James crossed his arms. One minute he made him blush and the next he made him want to commit murder. “Are you going to explain any of this?”

“When we all meet.” He shrugged on a fresh shirt, then hesitated as he fastened the collar. “This isn’t an assignment, James. It’s a job for you to take or leave as you see fit.”

An alarm bell rang inside him. He endangered himself every day on the streets of the Barrel. He’d murdered for the Order, stolen, brought down bad men and good, and Regulus had never hinted that any of the assignments were less than a command to be obeyed. This was the price he’d agreed to when Snape had purchased his contract and liberated him from the Ménagerie. So what was different about this job?

Regulus finished with his buttons, pulled on a charcoal waistcoat, and tossed him something. It flashed in the air, and he caught it with one hand. When he opened her fist, he saw a massive ruby tie pin circled by golden laurel leaves.

“Fence it,” Regulus said.

“Whose is it?”

“Ours now.”

“Whose was it?”

Regulus stayed quiet. He picked up his coat, using a brush to clean the dried mud from it. “Someone who should have thought better before he had me jumped.”

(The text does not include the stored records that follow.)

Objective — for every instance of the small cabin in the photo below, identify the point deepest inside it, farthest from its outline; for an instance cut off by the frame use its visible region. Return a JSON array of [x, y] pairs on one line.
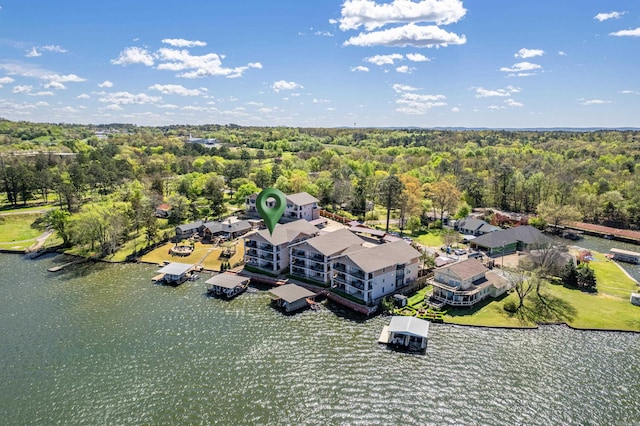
[[227, 285], [291, 297], [408, 333], [174, 273], [625, 255]]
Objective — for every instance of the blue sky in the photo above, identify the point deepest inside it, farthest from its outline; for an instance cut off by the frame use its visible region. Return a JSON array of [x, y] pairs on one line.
[[324, 63]]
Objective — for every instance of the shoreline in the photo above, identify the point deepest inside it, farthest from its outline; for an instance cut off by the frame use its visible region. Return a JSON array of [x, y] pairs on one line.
[[497, 327]]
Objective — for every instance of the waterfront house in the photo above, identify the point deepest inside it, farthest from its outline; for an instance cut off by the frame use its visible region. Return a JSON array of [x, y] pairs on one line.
[[188, 230], [229, 228], [625, 255], [227, 285], [520, 238], [292, 297], [406, 332], [270, 252], [298, 206], [310, 258], [466, 283], [475, 227], [369, 274], [174, 273]]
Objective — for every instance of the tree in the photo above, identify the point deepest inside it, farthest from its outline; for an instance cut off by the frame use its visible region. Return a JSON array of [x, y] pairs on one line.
[[586, 277], [522, 283], [389, 194], [569, 275], [444, 195], [58, 220], [556, 214]]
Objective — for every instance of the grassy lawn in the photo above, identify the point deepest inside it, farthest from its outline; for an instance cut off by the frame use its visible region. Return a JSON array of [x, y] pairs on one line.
[[19, 227], [213, 261]]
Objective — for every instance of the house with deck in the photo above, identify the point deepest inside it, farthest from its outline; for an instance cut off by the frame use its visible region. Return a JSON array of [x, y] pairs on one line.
[[301, 205], [475, 227], [465, 284], [404, 332], [311, 259], [270, 252], [504, 241], [371, 273]]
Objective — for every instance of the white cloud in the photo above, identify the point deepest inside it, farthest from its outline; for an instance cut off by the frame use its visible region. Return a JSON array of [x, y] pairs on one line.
[[513, 103], [201, 66], [177, 89], [22, 89], [134, 55], [33, 53], [408, 35], [5, 80], [528, 53], [611, 15], [415, 104], [384, 59], [487, 93], [627, 33], [399, 88], [371, 15], [404, 69], [520, 67], [180, 42], [126, 98], [55, 85], [595, 102], [285, 85], [53, 48], [417, 57]]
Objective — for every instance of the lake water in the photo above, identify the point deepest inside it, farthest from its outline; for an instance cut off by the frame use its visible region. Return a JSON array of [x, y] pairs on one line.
[[101, 344]]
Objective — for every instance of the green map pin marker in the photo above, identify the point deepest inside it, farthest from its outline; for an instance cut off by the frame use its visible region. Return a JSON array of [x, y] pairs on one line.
[[271, 215]]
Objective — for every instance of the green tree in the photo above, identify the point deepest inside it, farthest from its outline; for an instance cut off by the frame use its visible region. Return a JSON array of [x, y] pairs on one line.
[[58, 220], [389, 194]]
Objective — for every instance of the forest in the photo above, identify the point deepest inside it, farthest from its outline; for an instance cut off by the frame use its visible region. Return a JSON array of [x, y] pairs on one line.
[[107, 180]]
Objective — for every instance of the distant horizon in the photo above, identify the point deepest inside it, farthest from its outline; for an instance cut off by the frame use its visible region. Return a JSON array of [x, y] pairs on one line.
[[375, 63]]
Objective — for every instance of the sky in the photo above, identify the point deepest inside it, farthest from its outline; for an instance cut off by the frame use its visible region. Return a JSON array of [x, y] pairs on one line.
[[322, 63]]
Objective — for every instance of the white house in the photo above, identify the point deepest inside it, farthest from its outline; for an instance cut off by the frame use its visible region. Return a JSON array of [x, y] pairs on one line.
[[369, 274], [299, 206], [311, 258], [271, 252], [466, 283]]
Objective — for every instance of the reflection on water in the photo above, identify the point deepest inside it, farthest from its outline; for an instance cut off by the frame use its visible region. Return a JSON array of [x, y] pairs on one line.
[[99, 344]]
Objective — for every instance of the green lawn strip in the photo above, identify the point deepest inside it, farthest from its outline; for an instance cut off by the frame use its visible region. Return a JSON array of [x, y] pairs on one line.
[[19, 227], [611, 279]]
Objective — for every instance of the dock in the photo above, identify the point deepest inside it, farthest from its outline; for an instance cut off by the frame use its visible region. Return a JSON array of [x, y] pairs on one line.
[[64, 265]]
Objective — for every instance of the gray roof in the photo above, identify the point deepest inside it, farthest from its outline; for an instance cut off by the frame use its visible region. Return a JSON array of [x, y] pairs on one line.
[[302, 198], [464, 270], [525, 234], [333, 243], [190, 226], [471, 223], [409, 325], [227, 280], [291, 292], [388, 254], [176, 268], [284, 233]]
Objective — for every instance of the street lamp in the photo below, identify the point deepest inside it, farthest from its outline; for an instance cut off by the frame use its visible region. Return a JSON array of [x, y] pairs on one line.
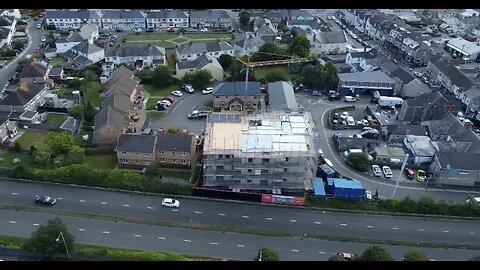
[[64, 243]]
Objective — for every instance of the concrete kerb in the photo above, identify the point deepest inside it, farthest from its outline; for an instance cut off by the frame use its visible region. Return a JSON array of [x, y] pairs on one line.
[[323, 210]]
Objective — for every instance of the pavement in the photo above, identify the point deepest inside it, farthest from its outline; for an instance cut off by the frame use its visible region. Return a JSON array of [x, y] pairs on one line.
[[250, 216], [200, 242], [34, 36]]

“Jumped?” said James, mouth open in shock. 

“You heard me.”

“Someone got the drop on you?”

He looked at him and nodded once. Unease snaked through him and twisted into an anxious, rustling coil. No one got the better of Regulus. He was the toughest, scariest thing walking the alleys of the Barrel. James knew that Regulus faced violence every day simply because he was Dirtyhand. It was all fair game: Regulus attacked people, who fought back and hurt Regulus in an attempt to survive. But for some inexplicable reason, the thought that someone had injured Regulus made James' blood boil.

“It won’t happen again,” Regulus promised.

He pulled on a clean pair of gloves, snapped up his walking stick, and headed out the door. “I’ll be back in a few hours. Move the painting we lifted from Dumbledore’s house to the vault. I think it’s rolled up under my bed. Oh, and put in an order for a new hat.”

“Please.”

Regulus heaved a sigh as he braced himself for three painful flights of stairs. He looked over his shoulder and said, “Please, my darling James, treasure of my heart, won’t you do me the honour of acquiring me a new hat?”

James cast a meaningful glance at his cane. “Have a long trip down,” he said, then leaped onto the banister, sliding from one flight to the next, slick as butter in a pan.